EFI GELI support ready for testers
Eric McCorkle
eric at metricspace.net
Sat May 28 15:23:42 UTC 2016
> On May 28, 2016, at 10:27, Allan Jude <allanjude at freebsd.org> wrote:
>
> The final version of my geliboot took an extra effort to reuse the AES
> code from sys/crypto/rijndael and sys/opencrypto and GELI directly from
> sys/geom/eli to avoid maintaining a separate copy of that code in sys/boot
>
> Hopefully the work I did to make sys/opencrypto and sys/geom/eli more
> reusable outside of the kernel will make it easier for Eric to do the
> same for the EFI version.
It did indeed make things easier, though I think there is potential for work to be done on the crypto framework. It looks like the crypto framework has kind of accumulated code over time from different sources and has become somewhat disorganized. There seem to be two codebases (crypto and opencrypto), and multiple differing implementations for some ciphers. I ran into this when trying to figure out how to add Camellia support. There's a usable interface for AES CBC/XTS, but not Camellia CBC. There are also some insecure ciphers (DES, RC4, etc) in there, some more modern ciphers (like chacha20) are missing, and it's possible to implement ciphers other than AES using AESNI/AVX instructions to achieve hardware acceleration.
It also ought to be simpler to share crypto code between kernel, boot, and userland, imo. In theory, one could have a single library (with multiple compilations for different ABIs) that could be statically linked into the kernel and boot loaders, and also installed in to the base OS.
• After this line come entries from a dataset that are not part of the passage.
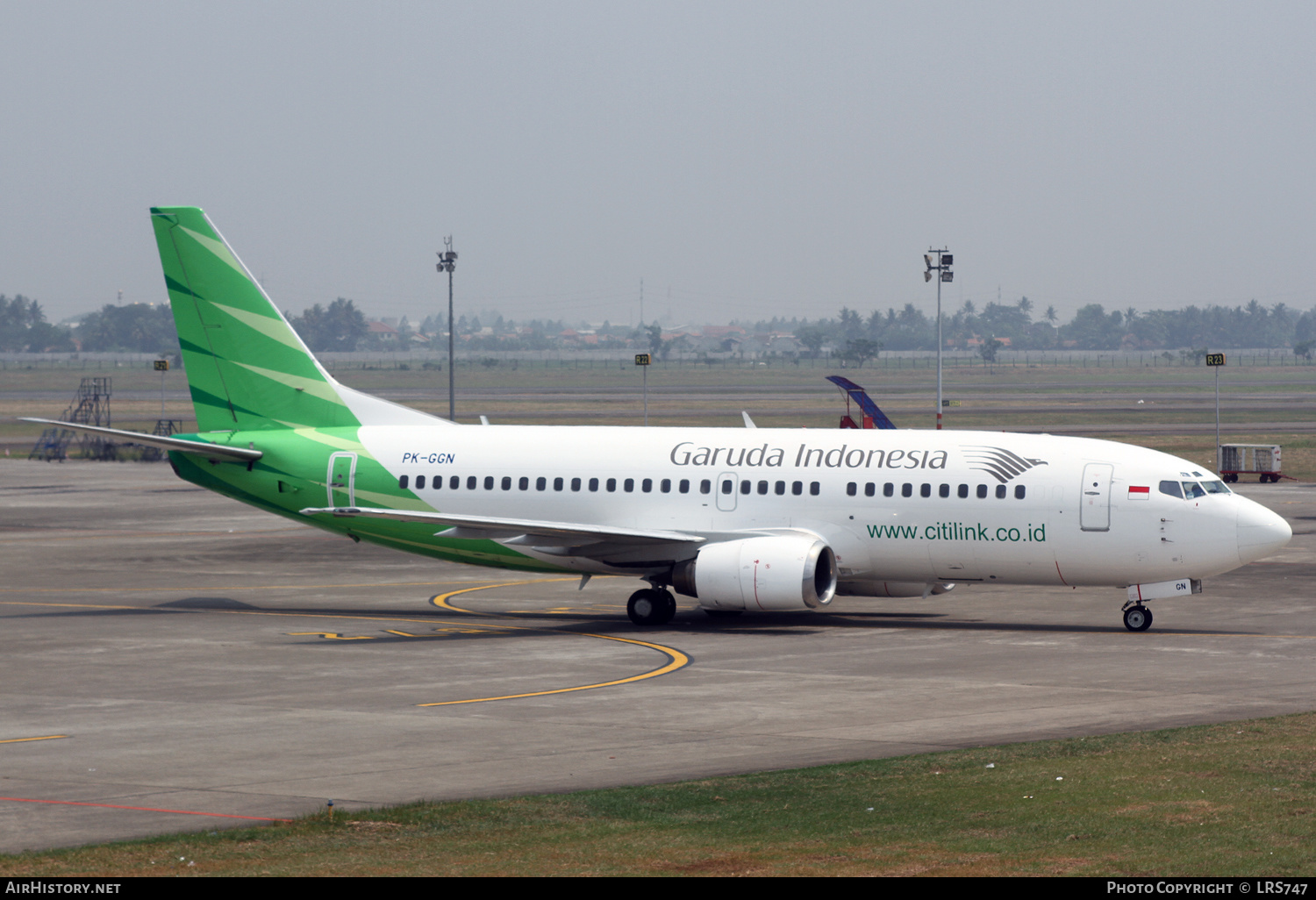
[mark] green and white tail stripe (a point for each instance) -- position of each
(247, 368)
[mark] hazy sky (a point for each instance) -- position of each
(745, 160)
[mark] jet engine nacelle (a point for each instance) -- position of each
(873, 589)
(787, 571)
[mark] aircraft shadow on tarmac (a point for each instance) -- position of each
(481, 624)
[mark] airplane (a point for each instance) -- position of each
(737, 518)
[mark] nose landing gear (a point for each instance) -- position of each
(652, 607)
(1137, 618)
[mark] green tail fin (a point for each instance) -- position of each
(247, 368)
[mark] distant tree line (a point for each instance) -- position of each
(1092, 328)
(341, 326)
(24, 328)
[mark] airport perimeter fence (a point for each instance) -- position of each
(624, 360)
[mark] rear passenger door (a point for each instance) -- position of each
(342, 473)
(726, 489)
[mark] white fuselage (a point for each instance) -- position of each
(895, 505)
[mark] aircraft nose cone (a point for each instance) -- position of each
(1260, 532)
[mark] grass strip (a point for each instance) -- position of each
(1224, 800)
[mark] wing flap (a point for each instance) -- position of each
(521, 531)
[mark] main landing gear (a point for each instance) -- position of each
(1137, 618)
(652, 607)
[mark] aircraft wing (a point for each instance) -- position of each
(529, 532)
(203, 447)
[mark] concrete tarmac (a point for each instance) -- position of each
(176, 661)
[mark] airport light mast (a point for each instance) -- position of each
(447, 263)
(944, 261)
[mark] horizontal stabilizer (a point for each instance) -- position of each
(495, 528)
(203, 447)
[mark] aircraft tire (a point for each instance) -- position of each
(1137, 618)
(650, 607)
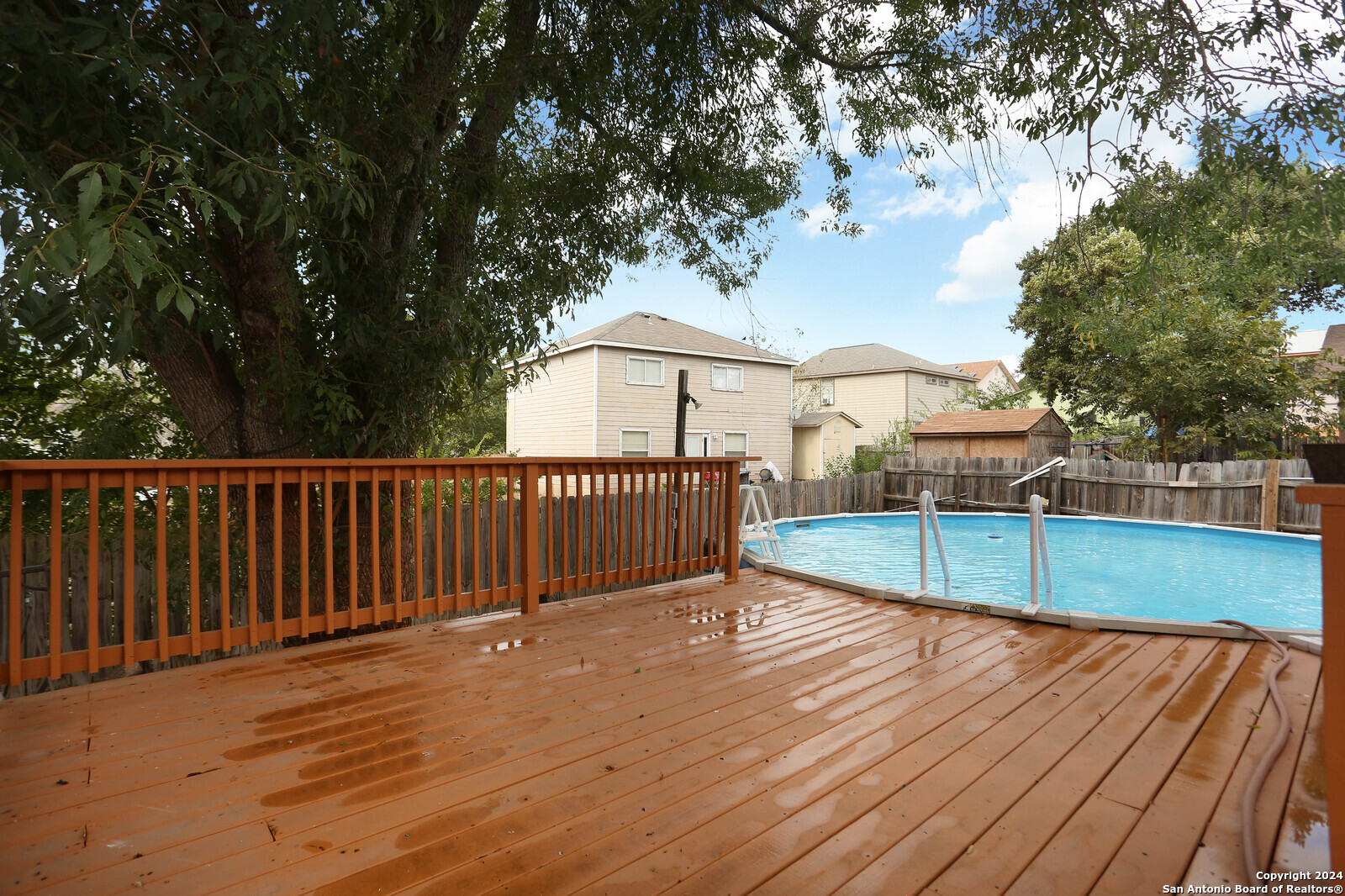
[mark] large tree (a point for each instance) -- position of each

I'm not sure if there's any plans for crypto, but it might be worth a discussion.
>
> The motivation for the EFI version is the same, ZFS boot environments,
> plus the obvious security advantages of having the kernel stored
> encrypted rather than not.
>
The ability to have a single ZFS filesystem is indeed a motivator for the EFI work. I forgot to mention it because my personal motivations are strongly focused on security and tamper-resistance.